Since China is economically the strongest BRICS country, it claims some clout as the ‘leader’. The inference is that China can put developing countries on the rails to progress. China wants the BRICS countries, as representatives of emerging markets and developing economies, to take on more responsibility and serve as the ‘stabiliser’ and ‘accelerator’ to support the global economy.

Meanwhile, China is also trying to gain support for its Global Security Initiative, which President Xi Jinping highlighted at last month’s Boao Forum for Asia. This seeks to counter America’s Indo-Pacific strategy and Quad. Unlike the western sanctions, China claims that its Global Security Initiative would stabilise the world economy and enhance security, based on the model of “mutual respect, openness and integration” against “hegemonism, power politics and bloc confrontation.”

In a self-congratulatory mode, Wang Yi, writing in the People’s Daily, claimed that “China’s wisdom” had contributed to addressing “the deficit in peace for mankind.” China is likely to use its position as the chair of the forthcoming BRICS summit to show off itself as the world’s peace and development leader.
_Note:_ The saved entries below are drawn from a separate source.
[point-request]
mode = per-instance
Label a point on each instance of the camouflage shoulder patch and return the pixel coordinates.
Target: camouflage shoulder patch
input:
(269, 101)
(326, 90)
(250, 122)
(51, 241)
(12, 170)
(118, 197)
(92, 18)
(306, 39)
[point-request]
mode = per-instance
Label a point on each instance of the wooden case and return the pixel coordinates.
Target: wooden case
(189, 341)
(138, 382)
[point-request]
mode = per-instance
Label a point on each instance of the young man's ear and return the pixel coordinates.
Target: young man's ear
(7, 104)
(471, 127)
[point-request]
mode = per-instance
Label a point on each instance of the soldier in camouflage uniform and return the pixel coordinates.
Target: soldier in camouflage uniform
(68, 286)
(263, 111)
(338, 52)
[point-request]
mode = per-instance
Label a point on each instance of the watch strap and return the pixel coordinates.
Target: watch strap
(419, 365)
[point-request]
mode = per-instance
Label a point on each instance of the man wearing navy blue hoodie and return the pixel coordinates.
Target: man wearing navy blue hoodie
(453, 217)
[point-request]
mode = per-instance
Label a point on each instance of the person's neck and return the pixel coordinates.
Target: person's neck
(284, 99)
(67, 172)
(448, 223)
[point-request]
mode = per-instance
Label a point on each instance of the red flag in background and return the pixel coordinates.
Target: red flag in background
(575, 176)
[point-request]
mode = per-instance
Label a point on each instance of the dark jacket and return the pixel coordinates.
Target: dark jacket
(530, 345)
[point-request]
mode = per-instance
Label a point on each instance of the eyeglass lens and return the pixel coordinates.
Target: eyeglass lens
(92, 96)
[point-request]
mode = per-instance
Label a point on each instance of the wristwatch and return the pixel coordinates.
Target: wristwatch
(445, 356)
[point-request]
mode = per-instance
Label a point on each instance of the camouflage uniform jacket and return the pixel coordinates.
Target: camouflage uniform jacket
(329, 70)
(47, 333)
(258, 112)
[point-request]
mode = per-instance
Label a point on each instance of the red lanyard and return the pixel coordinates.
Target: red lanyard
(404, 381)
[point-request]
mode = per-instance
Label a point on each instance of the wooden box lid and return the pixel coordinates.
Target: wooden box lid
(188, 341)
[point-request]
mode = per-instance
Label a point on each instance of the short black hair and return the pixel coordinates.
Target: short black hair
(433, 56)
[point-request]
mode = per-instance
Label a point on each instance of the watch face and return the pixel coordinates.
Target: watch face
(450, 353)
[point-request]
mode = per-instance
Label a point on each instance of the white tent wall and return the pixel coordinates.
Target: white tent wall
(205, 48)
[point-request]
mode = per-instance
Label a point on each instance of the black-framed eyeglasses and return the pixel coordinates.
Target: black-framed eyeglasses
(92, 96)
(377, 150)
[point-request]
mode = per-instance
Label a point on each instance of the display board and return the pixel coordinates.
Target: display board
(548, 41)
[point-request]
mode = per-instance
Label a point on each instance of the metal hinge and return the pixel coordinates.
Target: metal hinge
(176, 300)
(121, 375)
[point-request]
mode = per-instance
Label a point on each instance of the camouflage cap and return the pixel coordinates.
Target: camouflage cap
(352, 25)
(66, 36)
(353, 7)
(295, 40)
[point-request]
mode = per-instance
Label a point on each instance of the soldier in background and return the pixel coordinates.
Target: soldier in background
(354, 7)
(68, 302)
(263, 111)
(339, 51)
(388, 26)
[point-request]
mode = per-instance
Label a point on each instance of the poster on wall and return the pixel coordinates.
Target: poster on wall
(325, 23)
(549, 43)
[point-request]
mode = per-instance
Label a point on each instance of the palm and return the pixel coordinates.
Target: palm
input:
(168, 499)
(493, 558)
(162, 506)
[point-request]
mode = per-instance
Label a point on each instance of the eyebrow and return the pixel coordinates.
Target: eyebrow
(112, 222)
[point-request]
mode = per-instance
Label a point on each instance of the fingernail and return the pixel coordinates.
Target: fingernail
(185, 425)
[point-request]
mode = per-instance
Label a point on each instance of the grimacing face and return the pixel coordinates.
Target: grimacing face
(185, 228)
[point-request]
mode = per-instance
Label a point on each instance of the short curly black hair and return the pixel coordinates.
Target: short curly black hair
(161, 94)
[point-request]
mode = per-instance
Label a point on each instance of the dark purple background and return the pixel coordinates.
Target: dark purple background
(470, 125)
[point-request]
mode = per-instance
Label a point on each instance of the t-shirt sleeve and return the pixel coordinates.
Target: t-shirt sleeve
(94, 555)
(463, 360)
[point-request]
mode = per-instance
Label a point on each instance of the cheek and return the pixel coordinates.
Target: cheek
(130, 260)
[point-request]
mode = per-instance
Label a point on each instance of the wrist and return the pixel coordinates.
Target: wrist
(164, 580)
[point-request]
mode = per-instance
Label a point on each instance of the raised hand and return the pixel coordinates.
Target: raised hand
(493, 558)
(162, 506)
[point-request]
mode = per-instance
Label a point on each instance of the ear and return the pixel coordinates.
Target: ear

India will probably continue to keep its distance from the US on the Ukraine war. Despite the Sino-Indian cooperation in multilateral fora, like the BRICS, strong trade ties and the coincidence of their stands on the need for a diplomatic breakthrough on Ukraine, China’s enduring challenge to India’s territorial sovereignty rules out New Delhi being swayed by Beijing’s blandishments at any international or bilateral meetings. And that is how it should be.